How to Manage Complex Hybrid Projects


Large, complex projects, which contain multiple communicating subsystems that have strong dependencies on each other, present more challenges than the example above, but the challenges are of the same kind. While a pure-Scrum project developed by one team has great freedom to develop features when desired, development in complex multiple-subsystem environments is strongly constrained by dependencies. In these cases, planning often crosses subsystem boundaries, and requires defining a careful choreography of development steps to be performed by different teams at specific times. This kind of work is a common exercise in Program Management, and the basic concepts are not much affected by the use of Scrum in some subset of the projects. Scrum enters the picture when scheduling work to be done in a coordinated fashion across projects, as this work is assigned to specific Sprints in the Scrum projects.

Organizing Cross-Team and Cross-Project Implementation


A Program in a large enterprise or business unit will contain many projects, and each project may contain many teams. The hierarchy of teams and projects is shown in Figure 3.

Figure 3 Project and Team Hierarchy

Teams within a project usually work in close coordination with each other. Teams in separate projects may be closely coordinated or completely independent, but most often work together on an occasional basis, as needs dictate. We will look at how different teams collaborate below, and summarize the most general case for requirements management in Figure 4.
Collaboration within One Team

In Scrum projects, requirements for each team are defined by the team’s Product Owner, and work to implement the requirements is managed by the ScrumMaster. This type of collaboration is clearly defined by Scrum.

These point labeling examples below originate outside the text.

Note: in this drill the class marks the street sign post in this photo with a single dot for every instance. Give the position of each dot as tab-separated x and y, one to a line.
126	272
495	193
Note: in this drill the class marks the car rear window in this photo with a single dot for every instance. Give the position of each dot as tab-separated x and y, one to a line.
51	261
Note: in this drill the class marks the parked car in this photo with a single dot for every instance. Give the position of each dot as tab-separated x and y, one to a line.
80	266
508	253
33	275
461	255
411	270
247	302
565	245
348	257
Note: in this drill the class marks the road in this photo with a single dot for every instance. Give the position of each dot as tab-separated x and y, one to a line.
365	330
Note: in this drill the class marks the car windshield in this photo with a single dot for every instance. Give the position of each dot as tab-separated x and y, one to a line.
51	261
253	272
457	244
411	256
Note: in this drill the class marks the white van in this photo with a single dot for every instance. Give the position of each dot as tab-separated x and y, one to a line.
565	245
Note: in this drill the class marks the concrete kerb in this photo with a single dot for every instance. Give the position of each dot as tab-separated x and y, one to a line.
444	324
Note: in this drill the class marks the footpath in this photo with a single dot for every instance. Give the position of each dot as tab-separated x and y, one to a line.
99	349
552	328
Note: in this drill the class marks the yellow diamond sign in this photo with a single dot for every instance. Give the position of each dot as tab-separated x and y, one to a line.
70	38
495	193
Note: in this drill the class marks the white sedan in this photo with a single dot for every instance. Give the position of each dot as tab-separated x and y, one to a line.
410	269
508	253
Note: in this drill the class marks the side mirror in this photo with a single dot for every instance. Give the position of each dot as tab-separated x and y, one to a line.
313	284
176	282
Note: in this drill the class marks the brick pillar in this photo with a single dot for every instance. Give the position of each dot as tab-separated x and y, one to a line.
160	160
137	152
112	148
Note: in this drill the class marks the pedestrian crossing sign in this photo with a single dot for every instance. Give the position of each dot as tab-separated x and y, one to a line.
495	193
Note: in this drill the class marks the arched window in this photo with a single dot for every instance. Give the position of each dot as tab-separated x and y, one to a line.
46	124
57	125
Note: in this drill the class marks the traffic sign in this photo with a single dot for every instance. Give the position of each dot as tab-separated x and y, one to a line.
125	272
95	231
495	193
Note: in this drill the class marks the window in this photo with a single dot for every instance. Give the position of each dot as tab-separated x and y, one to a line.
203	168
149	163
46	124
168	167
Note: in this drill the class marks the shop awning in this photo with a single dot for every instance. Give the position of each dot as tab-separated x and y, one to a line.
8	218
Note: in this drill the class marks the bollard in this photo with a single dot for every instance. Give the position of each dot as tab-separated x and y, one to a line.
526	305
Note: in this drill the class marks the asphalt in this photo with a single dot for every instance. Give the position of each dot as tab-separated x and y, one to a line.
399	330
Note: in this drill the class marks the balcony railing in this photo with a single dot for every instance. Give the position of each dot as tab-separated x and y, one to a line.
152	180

The Daily Scrum meeting provides the opportunity to produce a common awareness of progress, and to identify any issues encountered by anyone on the team that require help from someone else to resolve. The resolution of issues occurs after the meeting, when the relevant people work together on them. The team also views the current Burndown chart to see how team progress as a whole is tracking against the plan.

Cross-Team Collaboration within a Project


Scrum does not specify how teams within a project collaborate, but there are common practices. The practices focus on requirements definition, scheduling, and execution. Collaboration between teams is necessary when a product specification requires synchronized work across the teams. This collaboration is described below, and the requirements-management portion is illustrated in Figure 4.

Cross-Team Collaboration across Projects


Collaboration across Projects is very similar to collaboration between different teams in the same project. The difference is mostly one of scale. If the number of Projects is large enough, one Lead Product Owner may not be able to manage cross-Project requirements, in which case it is necessary to create a cross-project Product Owner hierarchy that contains a number of Lead Product Owners. Scrum does not have a title for the person who leads this group, but “Program Manager” is often used, and we’ll adopt the term here.
The Program Manager is responsible for working with the Lead Product Owner group to identify cross-project requirements, and ensure that they are broken down into team-level Stories, and the process described in Section 11.2.1 is followed successfully.
The Program Manager may also be the person to conduct “Cross-Project Scrum” meetings, attended by one representative from each SoS meeting, and whose purpose is the same as the SoS meeting.
The tracking metric for cross-project work is the Enterprise-level Burndown chart.